Expert Answer Forum
Chastity, Celibacy QUESTION from Karen Towle Costa May 30, 1999 Hello! I am contemplating celibacy and have been praying about this situation: I am a single mother of a young boy (but that's another story...). During my pregnancy I became very ill with an infection in my heart. Not long after I gave birth, I needed open heart surgery to save my life.
I live with a plastic heart valve now, and I must take blood thinners for the rest of my life. If I do not, I will die from blood clots. (In fact, while doctors were adjusting my dosage, I suffered a small stroke because my blood wasn't thin enough.)
This medication would affect a baby in my womb; in fact it would kill it. The medication would not prevent me from becoming pregnant, however. But it would cause severe birth defects and certain hemmorhage/death of the baby. There are no other, safe medications to keep my blood thin.
So I ponder this...if marriage exists for the creation and education of children and I can not bear children, then what is the teaching of the Church regarding this situation? In addition, I could not bear to think of unborn children dying inside me...Given the sexual duties of marriage and the risk of conception, am I on the right track in thinking God may intend for me to be a single celibate for the rest of my life? (This thought is not at all distressing to me, though I am saddened that I am not able to have any more children.)
Your guidance is greatly appreciated. God bless your works.
ANSWER by John-Paul Ignatius on June 2, 1999 Dear Miss Costa:
First let me express my sympathies concerning your medical and personal situation. I know it must be a tough thing. But take heart that God knows our hearts, and our desires, and He has great compassion for you and your situation. We shall pray for you.
As for the specifics, you are asking a question that probably needs to be asked of a good and loyal moral theologian, but I will try to answer the question as best as I can.
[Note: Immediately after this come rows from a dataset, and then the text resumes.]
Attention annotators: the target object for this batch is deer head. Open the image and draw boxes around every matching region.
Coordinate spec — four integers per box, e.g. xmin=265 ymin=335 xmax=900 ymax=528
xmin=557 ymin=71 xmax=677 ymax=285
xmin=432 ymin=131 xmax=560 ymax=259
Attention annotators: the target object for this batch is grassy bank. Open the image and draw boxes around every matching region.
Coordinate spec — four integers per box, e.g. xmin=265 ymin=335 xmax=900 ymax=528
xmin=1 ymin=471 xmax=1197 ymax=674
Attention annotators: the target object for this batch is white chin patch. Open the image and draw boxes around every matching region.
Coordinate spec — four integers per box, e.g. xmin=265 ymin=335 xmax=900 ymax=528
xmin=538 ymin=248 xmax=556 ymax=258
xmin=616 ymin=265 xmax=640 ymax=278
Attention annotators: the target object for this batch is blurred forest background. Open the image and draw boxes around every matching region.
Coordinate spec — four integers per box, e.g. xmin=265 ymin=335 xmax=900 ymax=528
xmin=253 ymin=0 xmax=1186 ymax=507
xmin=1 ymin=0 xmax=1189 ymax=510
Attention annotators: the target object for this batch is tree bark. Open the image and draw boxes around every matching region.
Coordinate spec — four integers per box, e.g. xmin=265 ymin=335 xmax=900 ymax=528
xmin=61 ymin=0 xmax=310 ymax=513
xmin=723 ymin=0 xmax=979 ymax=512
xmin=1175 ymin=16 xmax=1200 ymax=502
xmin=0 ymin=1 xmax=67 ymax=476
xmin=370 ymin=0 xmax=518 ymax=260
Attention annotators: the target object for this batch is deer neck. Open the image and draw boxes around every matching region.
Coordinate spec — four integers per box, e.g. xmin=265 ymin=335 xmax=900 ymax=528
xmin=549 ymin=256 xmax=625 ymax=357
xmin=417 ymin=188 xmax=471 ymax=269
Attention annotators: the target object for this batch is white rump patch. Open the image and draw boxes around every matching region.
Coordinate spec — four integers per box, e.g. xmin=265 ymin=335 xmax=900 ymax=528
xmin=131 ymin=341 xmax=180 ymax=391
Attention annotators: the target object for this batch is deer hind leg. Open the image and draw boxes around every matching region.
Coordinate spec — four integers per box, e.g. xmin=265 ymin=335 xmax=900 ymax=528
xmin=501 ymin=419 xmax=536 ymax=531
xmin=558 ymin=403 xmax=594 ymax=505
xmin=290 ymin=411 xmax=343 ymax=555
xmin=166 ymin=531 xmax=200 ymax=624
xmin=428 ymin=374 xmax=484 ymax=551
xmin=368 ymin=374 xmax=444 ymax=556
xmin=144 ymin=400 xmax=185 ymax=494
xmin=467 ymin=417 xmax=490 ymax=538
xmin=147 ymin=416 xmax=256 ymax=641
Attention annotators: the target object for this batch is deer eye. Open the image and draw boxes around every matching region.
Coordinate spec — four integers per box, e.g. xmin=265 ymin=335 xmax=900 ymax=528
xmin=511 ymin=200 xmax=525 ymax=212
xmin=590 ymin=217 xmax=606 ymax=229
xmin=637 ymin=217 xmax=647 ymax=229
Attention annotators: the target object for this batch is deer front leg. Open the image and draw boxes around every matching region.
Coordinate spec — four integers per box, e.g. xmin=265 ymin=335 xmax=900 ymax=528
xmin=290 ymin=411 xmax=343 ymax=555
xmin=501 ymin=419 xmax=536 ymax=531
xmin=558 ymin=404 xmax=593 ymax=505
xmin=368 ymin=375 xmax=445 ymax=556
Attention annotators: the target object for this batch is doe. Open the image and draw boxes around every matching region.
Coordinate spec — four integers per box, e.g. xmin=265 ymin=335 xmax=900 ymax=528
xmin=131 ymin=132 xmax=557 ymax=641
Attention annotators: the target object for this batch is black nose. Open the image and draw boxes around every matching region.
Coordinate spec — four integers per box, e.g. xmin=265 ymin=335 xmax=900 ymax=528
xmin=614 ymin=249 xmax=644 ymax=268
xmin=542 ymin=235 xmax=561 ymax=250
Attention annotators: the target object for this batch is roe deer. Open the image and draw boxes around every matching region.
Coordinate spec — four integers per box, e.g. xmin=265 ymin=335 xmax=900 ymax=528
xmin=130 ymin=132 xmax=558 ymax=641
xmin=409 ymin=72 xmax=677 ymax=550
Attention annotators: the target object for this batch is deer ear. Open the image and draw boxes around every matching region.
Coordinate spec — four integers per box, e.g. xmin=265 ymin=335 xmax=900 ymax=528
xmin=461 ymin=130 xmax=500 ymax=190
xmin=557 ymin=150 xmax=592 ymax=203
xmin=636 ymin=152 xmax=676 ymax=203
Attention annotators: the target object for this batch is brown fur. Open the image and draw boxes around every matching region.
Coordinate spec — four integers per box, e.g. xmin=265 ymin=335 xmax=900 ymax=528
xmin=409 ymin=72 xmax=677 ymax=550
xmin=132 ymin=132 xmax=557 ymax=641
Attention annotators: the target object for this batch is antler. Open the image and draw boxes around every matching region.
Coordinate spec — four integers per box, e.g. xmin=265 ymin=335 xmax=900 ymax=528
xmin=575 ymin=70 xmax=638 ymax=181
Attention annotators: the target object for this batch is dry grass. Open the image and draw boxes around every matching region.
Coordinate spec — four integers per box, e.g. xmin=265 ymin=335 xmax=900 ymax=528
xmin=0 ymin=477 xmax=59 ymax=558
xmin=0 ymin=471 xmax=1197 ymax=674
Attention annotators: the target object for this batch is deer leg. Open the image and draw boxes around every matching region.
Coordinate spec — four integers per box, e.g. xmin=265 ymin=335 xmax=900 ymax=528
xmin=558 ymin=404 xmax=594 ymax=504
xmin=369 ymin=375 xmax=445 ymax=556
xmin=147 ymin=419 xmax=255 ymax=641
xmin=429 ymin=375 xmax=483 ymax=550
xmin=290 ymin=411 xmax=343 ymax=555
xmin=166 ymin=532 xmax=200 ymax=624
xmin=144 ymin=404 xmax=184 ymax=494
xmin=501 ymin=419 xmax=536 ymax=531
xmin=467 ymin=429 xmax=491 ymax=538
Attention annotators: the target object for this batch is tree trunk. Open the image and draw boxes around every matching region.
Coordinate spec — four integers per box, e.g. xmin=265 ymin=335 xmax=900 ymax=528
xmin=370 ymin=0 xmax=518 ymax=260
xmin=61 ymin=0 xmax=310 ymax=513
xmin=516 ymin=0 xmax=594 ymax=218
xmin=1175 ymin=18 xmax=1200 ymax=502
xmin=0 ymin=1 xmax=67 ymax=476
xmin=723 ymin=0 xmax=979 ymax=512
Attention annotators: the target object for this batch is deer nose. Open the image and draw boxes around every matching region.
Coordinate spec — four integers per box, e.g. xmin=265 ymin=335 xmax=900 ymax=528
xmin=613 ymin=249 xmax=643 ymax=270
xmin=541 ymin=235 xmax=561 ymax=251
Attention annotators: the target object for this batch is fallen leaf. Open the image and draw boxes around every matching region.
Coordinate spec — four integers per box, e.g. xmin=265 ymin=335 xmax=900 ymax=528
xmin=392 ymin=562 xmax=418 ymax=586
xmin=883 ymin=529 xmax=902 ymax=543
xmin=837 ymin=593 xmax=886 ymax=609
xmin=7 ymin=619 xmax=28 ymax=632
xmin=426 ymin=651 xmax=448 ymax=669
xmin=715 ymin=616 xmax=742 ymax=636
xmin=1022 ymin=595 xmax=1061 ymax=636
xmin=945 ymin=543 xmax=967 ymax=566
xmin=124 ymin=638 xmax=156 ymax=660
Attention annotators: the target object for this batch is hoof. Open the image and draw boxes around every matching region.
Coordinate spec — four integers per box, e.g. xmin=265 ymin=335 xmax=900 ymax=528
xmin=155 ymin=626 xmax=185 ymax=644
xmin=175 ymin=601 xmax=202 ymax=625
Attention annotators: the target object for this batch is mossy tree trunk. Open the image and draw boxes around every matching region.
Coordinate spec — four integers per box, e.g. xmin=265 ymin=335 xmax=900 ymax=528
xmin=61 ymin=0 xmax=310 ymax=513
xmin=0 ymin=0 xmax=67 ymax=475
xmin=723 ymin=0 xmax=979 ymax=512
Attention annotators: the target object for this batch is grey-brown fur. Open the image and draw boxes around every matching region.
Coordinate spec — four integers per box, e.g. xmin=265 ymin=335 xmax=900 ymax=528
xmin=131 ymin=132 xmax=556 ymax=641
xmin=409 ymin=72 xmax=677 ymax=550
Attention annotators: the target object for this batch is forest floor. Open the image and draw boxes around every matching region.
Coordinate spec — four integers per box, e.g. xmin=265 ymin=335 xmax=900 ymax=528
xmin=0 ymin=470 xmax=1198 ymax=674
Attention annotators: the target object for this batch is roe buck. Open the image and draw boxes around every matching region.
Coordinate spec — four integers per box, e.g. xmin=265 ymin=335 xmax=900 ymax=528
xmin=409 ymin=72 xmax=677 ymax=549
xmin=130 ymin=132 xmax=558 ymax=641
Indeed, marriage, as the Catechism affirms is, by its very nature … is ordered to the procreation and education of the offspring and it is in them that it finds its crowning glory. No. 1652
The Church does allow for the regulation of births for just and appropriate reasons. Medical reasons would certainly be a valid reason I believe.
But the use of contraceptives would not be permissible. The use of methods such as National Family Planning techniques is possible, but the most of the writing on this refers to temporary continence, not a permanent situation. The question I think would be what the Church would teach in terms of a permanent continence within marriage (living as brother and sister).
In terms of being already married, I believe that it is permissible for a husband and wife to agree among themselves and without coercion to the other to agree to live as brother and sister in order to avoid the medical problems that come up if the woman gets pregnant. (I think that is the case, but not certain about that at all).
I am even less certain, however, about whether it is permissible for single people to go into marriage with an agreement already in place to practice continence in sexuality. There might be some canon law issues involved in whether such a marriage is valid in that case. A canon lawyer might be able to answer that one.
I would suggest that you talk with your bishop, or perhaps members of the Marriage Tribunal in your diocese about those details of what is and what is not possible in your circumstances concerning marriage.
Contraception is certainly out, but NFP practiced indefinitely (which of course leaves open always the possibility of pregnancy) might be permissible.
As far as deciding to remain celibate (not married) that is certainly a possible choice, but with a small child, perhaps purposely remaining single is not in his best interest. It is always better to raise children with both and mother and a father in the house.
But as to the particulars in this case, I think you ought to discuss this with your spiritual director or pastor, and perhaps your bishop or other person in your diocese who is an expert at moral theology and canon law concerning marriages.
If you can’t find a more definitive answer, let me know and I will research it more thoroughly.